Eli Polonsky elipolo@earthlink.net
Tue Nov 7 12:59:41 EST 2006


> > From: "Robert S Chase" <attychase@comcast.net>
> To: <boston-radio-interest@rolinin.bostonradio.org>
> Date: Mon, 6 Nov 2006 14:27:07 -0500
> Subject: Insensitivity and Hurtfulness / More on Debates and
> Equal Time
> 
> On the subject of who can be the most insensitive or hurtful:
> 
> I still can't listen to that short people song without getting
> extremely mad at Newman or whoever is performing it. I can't
> tell if that is the way Newman himself really feels or it was
> a parody. 

Unfortunately, that was Newman's only Top 40 hit (though he had
written many more that had been recorded by others), so for many
people who did not already know about him from his many previous
albums, "Short People" had been their first and only exposure to
him and his acerbic style of parody and satire, which he used to
that effect to often paint ridiculous musical pictures of bigots,
racists, and other people he considered to be narrow-minded and
needed to be put down, by performing songs in their character.

If you go into some of the other tracks on his albums, he has
similar satirical put-downs of racists, bigots, warmongering
politicians, etc... all sung in the first person, as if he were
the portraying the person he was satirizing.

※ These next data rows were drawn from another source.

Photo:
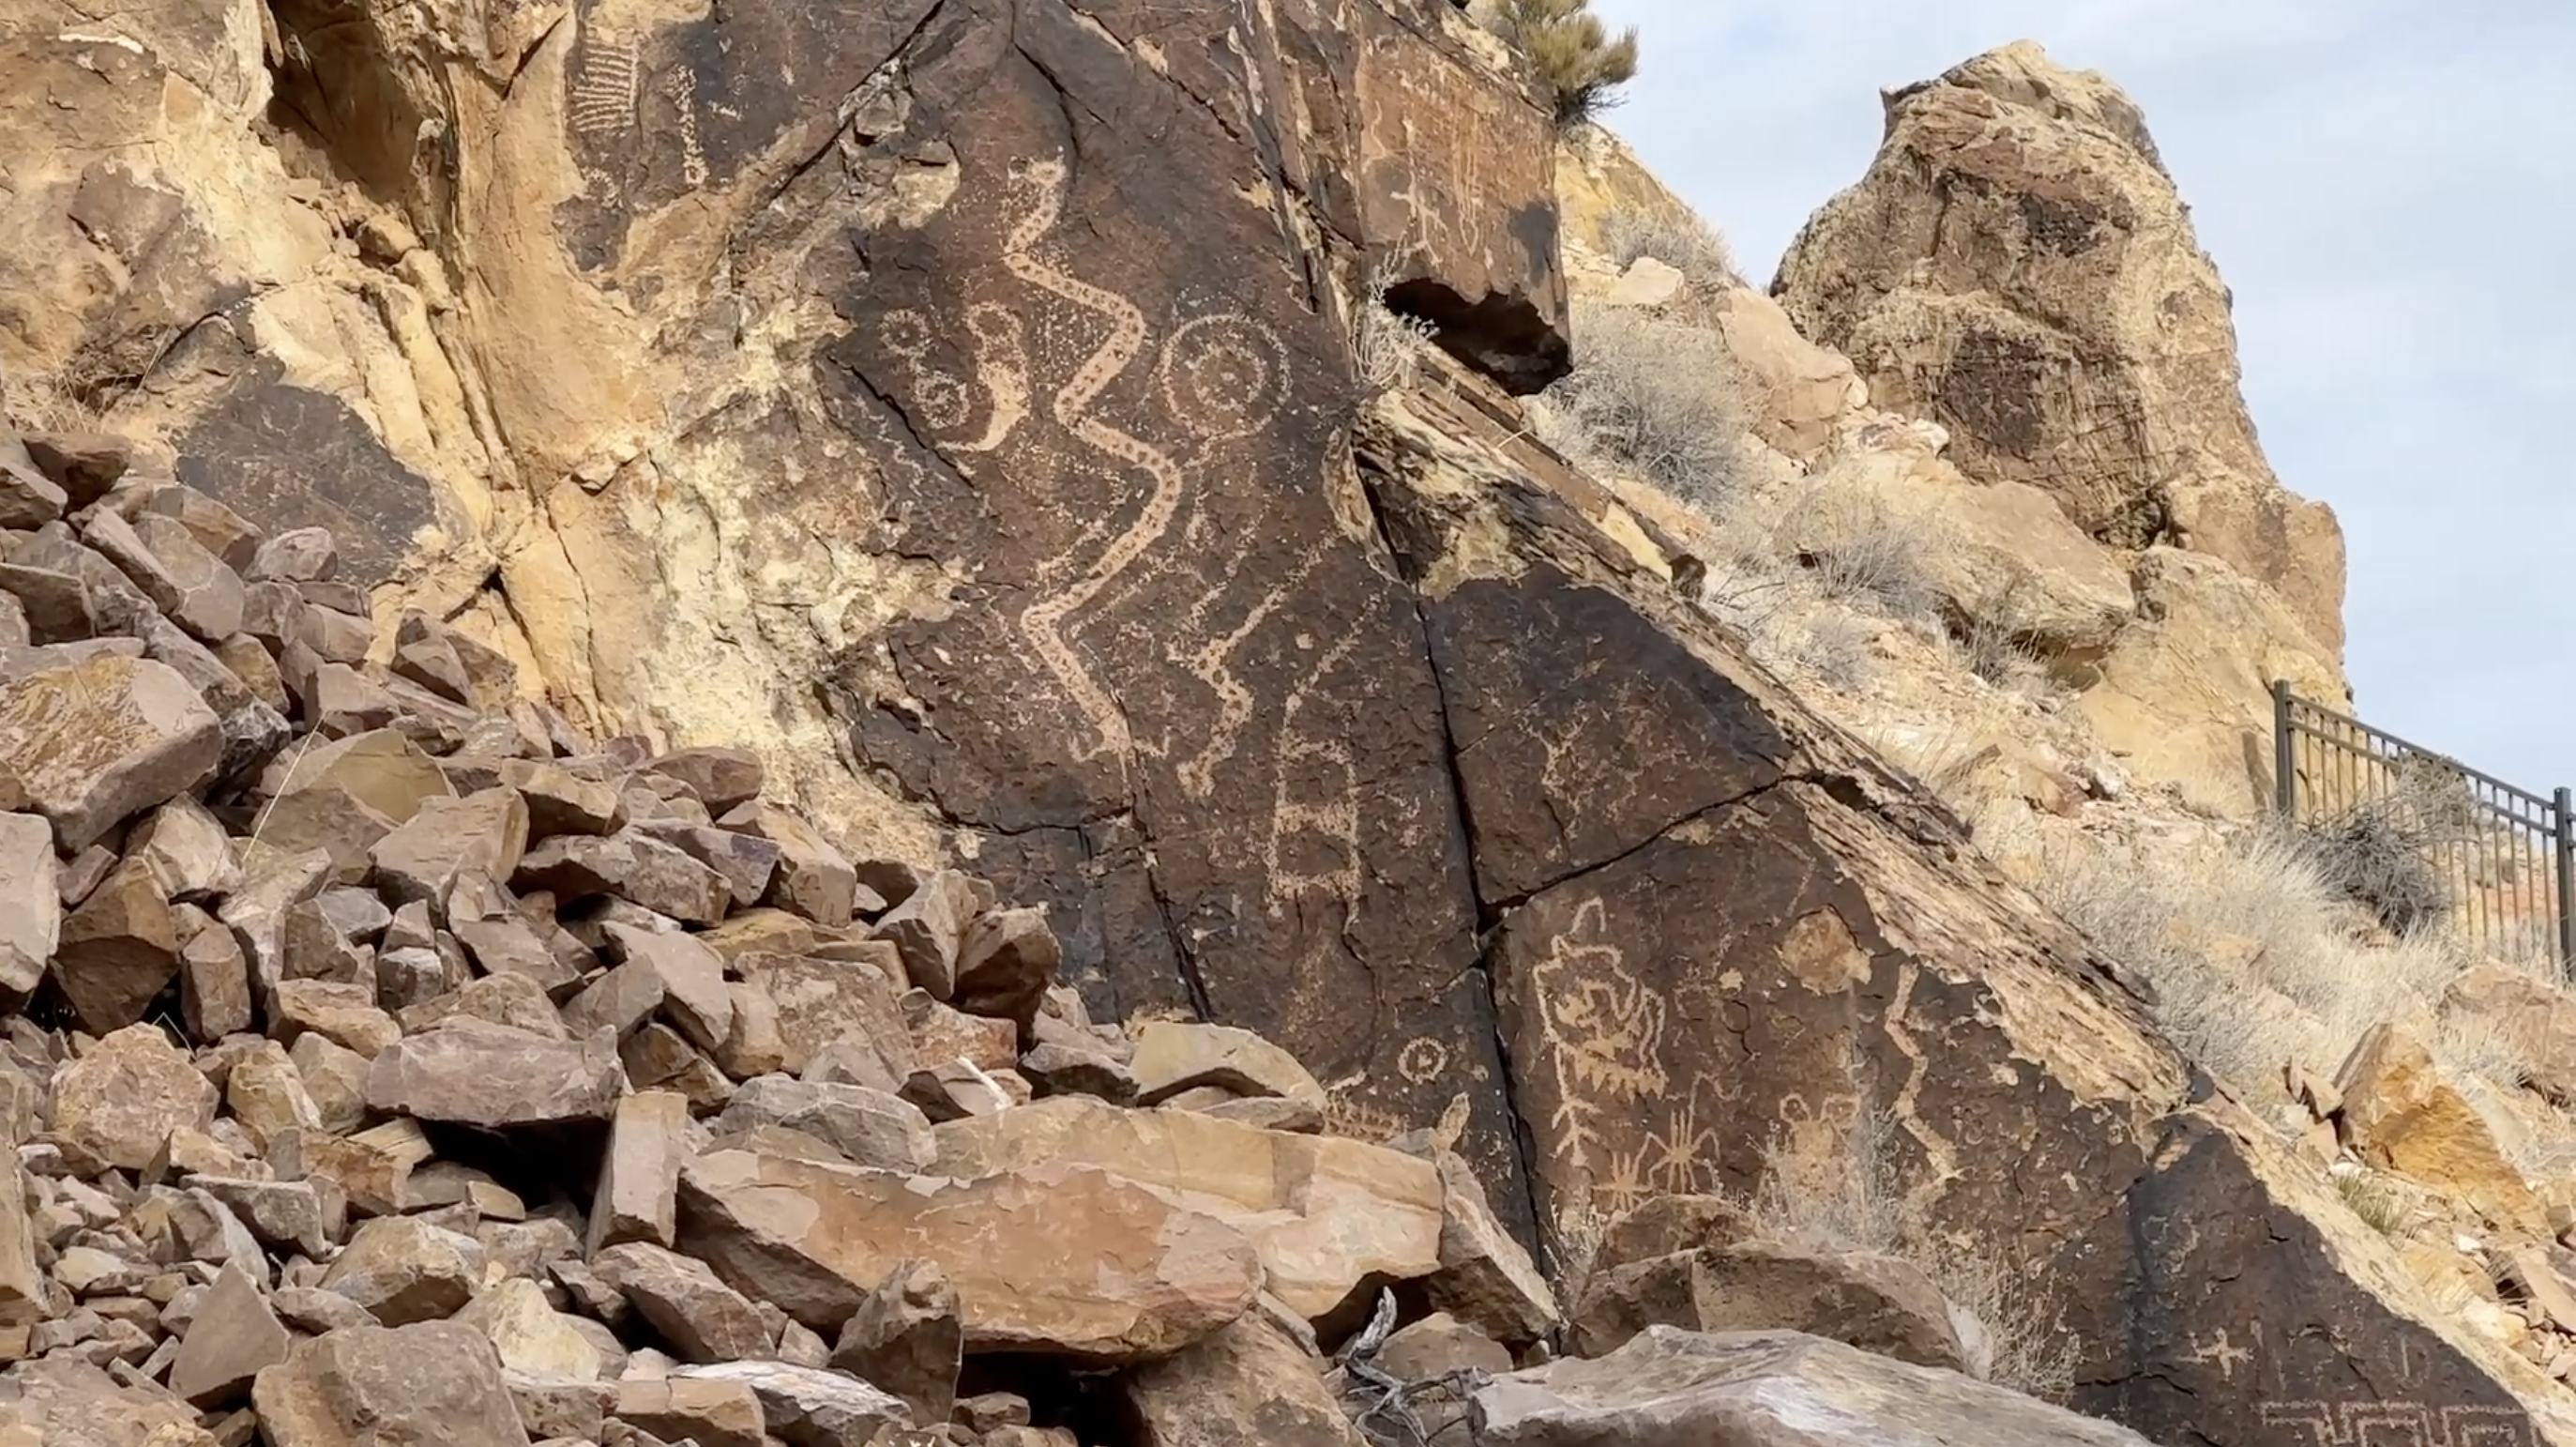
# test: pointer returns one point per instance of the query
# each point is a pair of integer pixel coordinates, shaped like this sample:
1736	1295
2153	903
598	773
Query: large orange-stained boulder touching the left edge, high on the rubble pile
104	738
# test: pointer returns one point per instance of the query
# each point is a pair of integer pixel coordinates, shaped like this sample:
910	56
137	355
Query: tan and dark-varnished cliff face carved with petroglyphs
957	403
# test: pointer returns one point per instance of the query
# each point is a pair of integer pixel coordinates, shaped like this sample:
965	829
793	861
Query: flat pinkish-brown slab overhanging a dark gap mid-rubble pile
491	1078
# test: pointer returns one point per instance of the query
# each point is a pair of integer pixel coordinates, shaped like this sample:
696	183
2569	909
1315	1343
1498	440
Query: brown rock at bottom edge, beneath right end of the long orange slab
1245	1386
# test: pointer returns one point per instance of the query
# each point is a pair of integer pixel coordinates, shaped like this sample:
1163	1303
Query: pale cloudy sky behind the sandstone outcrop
2392	194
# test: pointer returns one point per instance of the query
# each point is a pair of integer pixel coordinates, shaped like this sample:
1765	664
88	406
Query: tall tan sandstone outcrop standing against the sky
2021	269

When he took on those roles in his music, he was very much like
a musical version of Carroll O'Connor's portrayal of fictitious
(but very much like certain people I knew) Archie Bunker on "All
In The Family". Did people think that Mr. O'Connor actually may
have believed the positions and epithets that were espoused by
his character? Playing a named character on a television show
created a distinct separation between O'Connor himself and the
character he portrayed.

The satire was less obvious with Newman singing songs he had
written under his own name. Perhaps that may have been part of
his approach, to play a musical character that was in people's
faces as if he may have really meant what he was parodying, to
drive home the effect and the reality that there really are
people who think in such narrow-minded ways, and that such
thought should not be condoned or tolerated. Anyone who has
gone deeper into his catalogue or has heard an interview with
him would know that, but most people only know him for "Short
People" and think that he's a bigot who came out of nowhere and
had meant what he was singing on that one hit.

> From what I see when he performs it he may actually believe it,
> I know all the people that believe it get a big kick out of it.

He doesn't believe it, and he is lampooning people who do. It's
an unfortunate by-product that people who actually do identify
with it applaud it for the wrong reason.

> My experience is that a lot of tall people are bigots, usurpers
> and bullies. (For that matter so aren't a lot of short people
> although usually they need to get into a group to carry it off.

Not necessarily true. I've seen and met "bullies" of all heights,
especially in business. One of the most abusive radio station
managers I had ever encountered was not at all a tall person.